I have this little device in my bag of tricks. It’s called a Square, both because that’s its shape and because Square is the name of the company that manufactures The Square.
Oddly, although there’s no web site to be found at square.com, Square the company is at squareup.com.
The Square lets me accept credit cards. In and of itself that isn’t such a big deal; the days when you needed a special merchant account to take credit cards are long passed, with anyone being able get get paid via credit card just by directing people who owe you money to PayPal. What’s great about the Square, though, is that it plugs into the headphone jack on your SmartPhone (Android or iPhone), and with the help of a simple app lets you scan a credit card, anywhere.
The scanning part matters. You capture money from your payees immediately, there’s little to no chance of error, reduced chance of fraud, and best of all you pay a lower fee when someone pays you via a card reader than if you submit credit card information manually (see above information about credit card fraud and data entry errors).

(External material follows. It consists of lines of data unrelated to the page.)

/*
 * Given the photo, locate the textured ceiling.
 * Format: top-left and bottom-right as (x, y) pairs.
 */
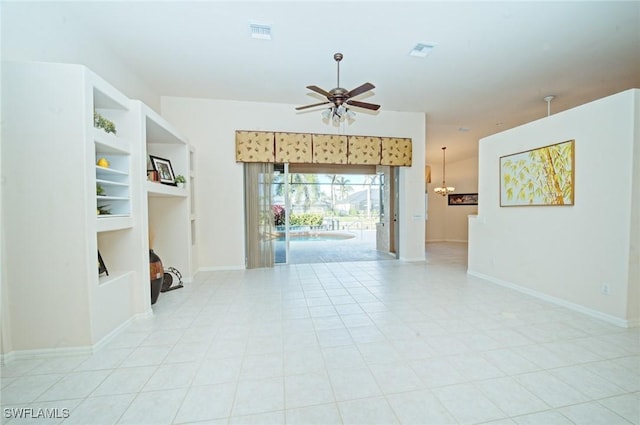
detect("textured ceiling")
(6, 1), (640, 163)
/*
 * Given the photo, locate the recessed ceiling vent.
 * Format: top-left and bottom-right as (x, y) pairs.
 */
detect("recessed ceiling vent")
(409, 43), (436, 58)
(249, 22), (271, 40)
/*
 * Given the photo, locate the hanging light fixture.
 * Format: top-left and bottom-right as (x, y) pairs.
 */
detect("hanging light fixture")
(434, 146), (456, 196)
(322, 104), (356, 124)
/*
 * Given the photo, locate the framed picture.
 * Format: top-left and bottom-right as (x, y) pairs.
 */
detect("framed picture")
(149, 155), (176, 186)
(98, 251), (109, 276)
(500, 140), (575, 207)
(449, 193), (478, 205)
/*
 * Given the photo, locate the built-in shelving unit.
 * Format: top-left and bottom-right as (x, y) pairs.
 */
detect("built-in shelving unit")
(139, 100), (193, 282)
(2, 62), (192, 353)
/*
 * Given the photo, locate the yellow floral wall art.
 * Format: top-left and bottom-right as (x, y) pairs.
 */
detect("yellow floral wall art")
(500, 140), (575, 207)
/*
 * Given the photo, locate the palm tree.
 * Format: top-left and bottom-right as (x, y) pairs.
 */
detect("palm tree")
(336, 176), (353, 199)
(289, 174), (321, 212)
(327, 174), (338, 215)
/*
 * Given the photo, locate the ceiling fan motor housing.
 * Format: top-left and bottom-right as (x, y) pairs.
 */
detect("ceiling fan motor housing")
(296, 53), (380, 111)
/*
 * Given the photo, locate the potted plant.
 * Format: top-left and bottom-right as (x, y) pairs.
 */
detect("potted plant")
(176, 174), (187, 187)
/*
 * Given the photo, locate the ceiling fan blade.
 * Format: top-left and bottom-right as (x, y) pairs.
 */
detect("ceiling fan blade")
(347, 100), (380, 111)
(347, 83), (376, 97)
(307, 86), (331, 98)
(296, 101), (331, 111)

While you may not have heard of it, Square isn’t new; it’s been around for a couple of years, and there’s at least one competitor; Intuit has a service called GoPayment, and as with Square almost anyone qualifies to use the Intuit device. Like Square, GoPayment runs via an app on your SmartPhone, and as with Square Intuit will send you a free GoPayment device. Neither Intuit nor Square charges a monthly fee.
Why am I telling you about a little device like Square now? Because Square the company has just made using Square the device a whopping fifteen cents cheaper.
And fifteen cents turns out to be a major business change.
You know how lots of businesses have a minimum allowable charge to use a credit card (technically, this isn’t allowed by their merchant agreements, by the way)? The reason for that minimum is that besides paying a percentage of the sale amount every time you take a credit card you also pay a transaction fee. Paying 2% to 3% on a $3 sale isn’t the problem. Paying an extra fifteen to forty cents on that $3 sale, though, will destroy your profit margins. Or even cause you to lose money.
Square has eliminated their fifteen cent transaction fee.
The fee, while a nuisance, doesn’t mean very much on an item selling for hundreds or thousands of dollars. But by making the transaction fee go away Square makes it practical to use their device, anywhere, anytime, for anything. This is called a micro-transaction, and it’s the holy grail of credit cards and electronic funds transfer.
More to the point, Square has given your business a reason to start using them to process credit cards. Your bank, PayPal, and as far as I know everybody else who makes credit card acceptance possible for your business is charging a transaction fee. Square isn’t. Whooooosh! That’s the sound of a whole bunch of new customers for Square.
Business change often happens in small ways. Eliminating a fifteen cent charge may seem small, but Square’s latest business change is HUGE.